An Early Investor With holdings in Uber and Airbnb Tells Why He Started Buying Bitcoin in 2009
Jeffrey Wernick, an early investor in one of the many successful businesses like Uber and AirBnB and is also a hard money advocate. If that wasn’t enough, Wernick serves on the advisory boards of DataWallet and Qtum.
He started his career at Salomon Brothers and the National Bank of Detroit. Wernick founded, then sold, the risk management firm AVI Portfolio Services Company, Inc. before focusing on his private investment portfolio. Following is a transcript of the video.
In a recent interview with Sara SIlverstein from Business Insider, Wernick tells about his early investment in Bitcoin and how he started buying it in 2009, the year it was created
Wernick’s initial interest in bitcoin was not just speculation that the price would rise. He believes bitcoin’s value comes from its ability to solve the biggest problems with fiat money.
Ob being asked what made him feel that Bitcoin was going to be the future, Wernick said,
“Now the government can do a lot of things without the consent of the people, because as long as the people don’t have to pay for it, they feel that they’re less interested in it.”
When it came to holding money, he said,
“So we had to create another reason for people to hold dollars, since we couldn’t do it through good monetary fiscal policy, we’d do through force by basically having the all of oil invoice in dollars, so that way, central banks would not – they would basically collateralize by oil rather than gold. So that began the terms of when we had a period of high inflation and complete debasement of our currency, and I became very, very interested in basically a strong currency for multiple reasons.
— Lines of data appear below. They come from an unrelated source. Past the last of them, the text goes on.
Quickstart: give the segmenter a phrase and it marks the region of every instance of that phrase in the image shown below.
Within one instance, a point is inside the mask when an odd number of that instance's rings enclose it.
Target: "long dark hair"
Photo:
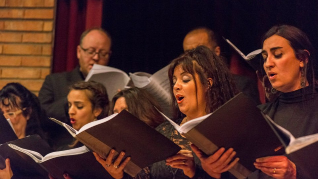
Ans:
[[[17,98],[20,98],[20,101],[17,100]],[[8,100],[8,104],[4,103],[6,99]],[[26,123],[26,136],[38,134],[45,138],[40,123],[44,122],[42,118],[46,115],[36,95],[20,83],[10,83],[0,91],[0,102],[4,106],[12,106],[22,110],[24,117],[30,117]]]
[[[100,114],[97,117],[97,119],[107,117],[110,102],[106,88],[102,84],[94,81],[81,81],[72,85],[70,91],[72,90],[88,92],[86,92],[86,94],[92,103],[92,110],[97,108],[102,109]]]
[[[125,98],[129,112],[148,125],[156,128],[164,122],[163,117],[154,107],[160,109],[156,101],[147,91],[137,87],[125,89],[114,96],[110,113],[113,113],[115,103],[121,97]]]
[[[317,75],[317,71],[315,71],[316,67],[316,52],[307,35],[302,30],[294,26],[275,25],[270,28],[263,36],[262,40],[262,45],[265,40],[274,35],[280,36],[288,40],[297,59],[300,61],[308,59],[308,62],[306,65],[305,65],[306,67],[304,69],[304,72],[308,83],[310,85],[313,85],[314,88],[315,75]],[[304,50],[308,50],[309,54]]]
[[[204,46],[199,46],[187,51],[171,62],[168,71],[175,120],[184,116],[180,112],[174,96],[172,76],[174,68],[178,65],[192,75],[196,85],[197,82],[194,77],[196,74],[198,75],[199,82],[204,88],[208,85],[208,78],[213,79],[213,84],[205,94],[206,113],[214,111],[238,93],[232,75],[222,57]],[[196,89],[198,89],[196,86]]]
Because what was one of the reasons that drove that was we began to have the periods of deficit finance.”
On being asked on the main problem with money that the cryptocurrency solves for him, he emphasizes on decentralization.
“I think that with respect to – there’s several issues with money that crypto solves. I think first is: Who issues it? Okay, it’s decentralized. So right now, nobody knows who Satoshi is, so essentially there’s no author. We were delivered a protocol and we were delivered a protocol with incentives for people to produce it. And the people who produce it, produce itjust based upon the design that incentivizes them to produce it.
And the incentive mechanism is so well designed up to now, even though I know some people are concerned about some level of concentration, that it has avoided the double spending problem that, essentially, it can’t be – it hasn’t been counterfeited. So nobody’s been able to go in and counterfeit a digital currency yet.”
Wernick thinks that in a world where people don’t trust anything anymore, that it’s good to have protocols that people trust that they control themselves, that are not controlled by third parties.
“So it’s a people’s currency, it’s defined by the people, and it’s defined by rules and a protocol that people trust.”